いつの間にか話に夢中になっていて昼休み終盤までご飯を食べ進められず、ギリギリになって二人でかきこんだ。ランチボックス片手に廊下を小走りする背中を追いかける。もう片方の手にある参考書を見つめては、「しばらく邪魔できないな」などと考える。少し寂しいななんて。そんなことを考えてしんみりしていたのに、その日の放課後莉子ちゃんに爆弾を落とされた。
「終わって…る?」
「うん」
「おめでとうだしお疲れさまだし、びっくりだけど、おめでとうございます」
「ふふ、だいぶ混乱してるね?…ありがとう!」
放課後一緒に帰ろうと誘ってもらえたのが嬉しくてのこのことついて行ったら、先月恋バナをしたカフェで盛大なカミングアウトを受けてしまった。美容系の専門学校だそうで、なんとも彼女らしい選択に笑顔になってしまう。「似合うね」なんて言えば、「それ結構言われるんだけど」と照れくさそうにはにかんだ。体育祭で彼女に髪を結んでもらったのが記憶に新しい。私の進路も聞かれたので和香ちゃんの時と同じ答えをした。頬杖をついて微笑みながら彼女は言う。「不思議なんだよね」と。
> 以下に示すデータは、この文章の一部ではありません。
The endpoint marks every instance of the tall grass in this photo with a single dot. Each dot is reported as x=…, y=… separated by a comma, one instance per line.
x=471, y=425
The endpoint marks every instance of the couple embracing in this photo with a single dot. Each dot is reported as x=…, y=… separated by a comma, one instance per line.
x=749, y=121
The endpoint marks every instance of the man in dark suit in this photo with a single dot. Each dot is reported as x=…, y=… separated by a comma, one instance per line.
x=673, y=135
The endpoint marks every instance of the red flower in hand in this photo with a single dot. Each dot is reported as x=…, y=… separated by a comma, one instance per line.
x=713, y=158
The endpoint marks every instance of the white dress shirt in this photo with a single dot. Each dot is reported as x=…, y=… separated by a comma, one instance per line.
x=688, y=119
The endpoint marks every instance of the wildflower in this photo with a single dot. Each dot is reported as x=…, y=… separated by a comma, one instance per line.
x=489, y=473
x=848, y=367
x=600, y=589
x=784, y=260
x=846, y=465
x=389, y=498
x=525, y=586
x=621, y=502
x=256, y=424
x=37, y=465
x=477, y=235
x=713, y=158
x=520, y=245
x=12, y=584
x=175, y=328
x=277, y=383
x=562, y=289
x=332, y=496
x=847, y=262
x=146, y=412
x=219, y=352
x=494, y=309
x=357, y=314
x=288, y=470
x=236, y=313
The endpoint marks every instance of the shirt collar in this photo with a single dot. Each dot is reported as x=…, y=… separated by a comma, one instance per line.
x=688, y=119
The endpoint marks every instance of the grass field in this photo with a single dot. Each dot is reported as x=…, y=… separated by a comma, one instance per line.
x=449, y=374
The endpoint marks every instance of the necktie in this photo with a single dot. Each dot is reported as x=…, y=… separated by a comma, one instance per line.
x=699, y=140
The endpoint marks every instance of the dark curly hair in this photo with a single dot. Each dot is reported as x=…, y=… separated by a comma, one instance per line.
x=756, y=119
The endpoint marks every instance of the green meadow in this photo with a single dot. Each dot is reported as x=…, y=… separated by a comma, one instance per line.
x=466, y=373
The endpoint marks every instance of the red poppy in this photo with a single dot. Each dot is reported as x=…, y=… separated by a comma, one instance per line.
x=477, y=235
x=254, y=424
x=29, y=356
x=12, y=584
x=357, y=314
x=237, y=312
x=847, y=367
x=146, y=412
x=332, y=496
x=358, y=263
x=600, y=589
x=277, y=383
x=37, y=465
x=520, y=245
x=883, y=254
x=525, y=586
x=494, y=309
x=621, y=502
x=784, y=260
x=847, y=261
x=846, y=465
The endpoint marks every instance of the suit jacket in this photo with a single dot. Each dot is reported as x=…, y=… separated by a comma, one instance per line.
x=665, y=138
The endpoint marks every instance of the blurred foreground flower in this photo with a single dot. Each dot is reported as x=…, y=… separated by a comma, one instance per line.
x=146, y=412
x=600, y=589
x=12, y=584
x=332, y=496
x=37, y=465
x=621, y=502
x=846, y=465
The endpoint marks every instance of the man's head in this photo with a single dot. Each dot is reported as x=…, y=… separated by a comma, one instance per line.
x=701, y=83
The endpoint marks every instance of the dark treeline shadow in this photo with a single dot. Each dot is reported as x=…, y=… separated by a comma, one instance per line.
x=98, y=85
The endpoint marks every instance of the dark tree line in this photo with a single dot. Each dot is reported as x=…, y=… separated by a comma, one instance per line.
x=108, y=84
「他人に進路とかどうでもよかったんだけど、なんか皆のは気になっちゃうんだよね」
自分が誰かのどうでもよくない対象になれていることがシンプルに嬉しかった。柔らかい空気が流れ始めてケーキでも頼もうかなとメニューに手を伸ばすと、「でね、そんなことを思っていたらね」と柔らかくなった空気が一気に固まった。流れ変わったなとメニューから一旦手を引っ込めた。彼女曰く帆澄君の地雷を踏んでしまったらしい。しかし彼はお人好しで優しいから特に怒りもしなかったらしい。自分が悪いことをした自覚があるとき、怒ってもらえないことが一番効くこともある。「でもね」と少し声のボリュームを上げて彼女は続けた。
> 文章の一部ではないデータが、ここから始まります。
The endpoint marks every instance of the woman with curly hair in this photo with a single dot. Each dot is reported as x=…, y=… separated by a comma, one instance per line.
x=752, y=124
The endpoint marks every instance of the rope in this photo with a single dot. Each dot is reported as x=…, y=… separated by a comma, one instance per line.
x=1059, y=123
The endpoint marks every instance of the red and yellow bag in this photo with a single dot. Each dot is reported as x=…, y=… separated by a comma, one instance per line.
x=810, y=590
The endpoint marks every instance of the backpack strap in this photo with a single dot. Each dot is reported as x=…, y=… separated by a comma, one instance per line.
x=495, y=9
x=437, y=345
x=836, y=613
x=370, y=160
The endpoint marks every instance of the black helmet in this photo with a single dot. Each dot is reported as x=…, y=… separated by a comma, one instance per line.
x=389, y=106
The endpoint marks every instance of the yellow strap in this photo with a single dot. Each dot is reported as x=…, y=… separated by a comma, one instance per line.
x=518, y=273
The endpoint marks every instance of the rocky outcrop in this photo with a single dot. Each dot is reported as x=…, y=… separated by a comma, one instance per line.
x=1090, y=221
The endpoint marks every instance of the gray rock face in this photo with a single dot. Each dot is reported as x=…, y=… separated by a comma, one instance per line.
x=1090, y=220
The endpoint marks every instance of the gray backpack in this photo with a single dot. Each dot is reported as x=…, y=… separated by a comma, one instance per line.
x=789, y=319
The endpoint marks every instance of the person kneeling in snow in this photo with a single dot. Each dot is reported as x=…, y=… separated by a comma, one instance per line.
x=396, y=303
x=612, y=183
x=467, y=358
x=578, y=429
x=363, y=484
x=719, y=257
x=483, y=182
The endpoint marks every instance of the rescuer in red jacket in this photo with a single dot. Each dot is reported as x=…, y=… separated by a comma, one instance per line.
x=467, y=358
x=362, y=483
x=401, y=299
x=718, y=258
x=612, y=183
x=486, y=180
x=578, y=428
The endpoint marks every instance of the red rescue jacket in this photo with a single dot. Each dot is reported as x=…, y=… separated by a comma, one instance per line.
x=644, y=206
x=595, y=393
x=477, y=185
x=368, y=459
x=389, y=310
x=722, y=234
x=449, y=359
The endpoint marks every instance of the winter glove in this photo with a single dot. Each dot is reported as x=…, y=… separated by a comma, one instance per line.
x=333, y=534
「私は人生妥協しない方がいいと思うの。自分の好きなことやるべきだと思うし。そう思えたのは皆に会えたからなんだけど、たぶん今までの私ならなぁなぁに周りに流されて進路決めてたと思うんだけど…」
「うーん…なんて言えばいいんだろう…」と頭を抱えながら言葉を探す。空気がまた軽くなったのを感じてメニューに再び手を伸ばした。ケーキのページを開いて探している間も彼女はしばらく悩んでいた。その間に店員さんを呼んでガトーショコラを注文した。今日は誰かと話していて嬉しく思うことばかりだ。誰かとこの先の話が出来るのも、誰かのどうでもよくない誰かになれたのも。そして私と出会ったことで変われたと言ってくれる誰かがいたことも。全部全部嬉しかった。やっと答えを出した彼女は顔を勢いよくあげた。鮮やかな栗色が強く光って、その眩しさに軽々と焼かれてしまいそうになった。
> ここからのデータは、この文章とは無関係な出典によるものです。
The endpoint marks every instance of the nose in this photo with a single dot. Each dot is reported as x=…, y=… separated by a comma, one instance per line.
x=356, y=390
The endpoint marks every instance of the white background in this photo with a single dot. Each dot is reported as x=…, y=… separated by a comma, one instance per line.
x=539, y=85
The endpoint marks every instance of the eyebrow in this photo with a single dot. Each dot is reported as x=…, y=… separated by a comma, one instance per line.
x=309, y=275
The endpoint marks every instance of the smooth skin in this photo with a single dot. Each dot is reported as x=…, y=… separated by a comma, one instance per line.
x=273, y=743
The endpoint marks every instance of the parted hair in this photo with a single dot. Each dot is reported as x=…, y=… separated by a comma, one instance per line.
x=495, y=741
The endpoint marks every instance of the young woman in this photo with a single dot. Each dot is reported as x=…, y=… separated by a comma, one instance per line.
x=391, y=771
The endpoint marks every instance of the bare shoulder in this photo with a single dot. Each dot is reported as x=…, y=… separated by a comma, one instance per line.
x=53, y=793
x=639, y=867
「もっと皆、自分勝手に生きればいいと思うんだよね!」
それを本人に言わないところに彼女らしさを感じた。「自由に」とか「自分らしく」とか小綺麗な言葉じゃなくて、少し幼い言葉を選んでいる言葉遣いも彼女らしい。案外自分勝手は難しいかもしれないけれど、そうあろうと生きる人生は楽しそうだなとどこか他人事のように思っていた。店員さんからガトーショコラを受け取る。ついでにと彼女はいちごのパフェを注文した。「まぁ何はともあれ」と無邪気に目を細める。「私も受験勉強しないから一人じゃないし、寂しくないよ」と笑いかけられてしまった。敵わないなぁなどと思いつつ、自分の幼稚な内心を読み取られていたことが恥ずかしくて、ガトーショコラを食べるのに夢中になっているふりをして視線を下げた。頭上に降り注ぐ軽やかな笑い声が、桜の花びらのようで心地よかった。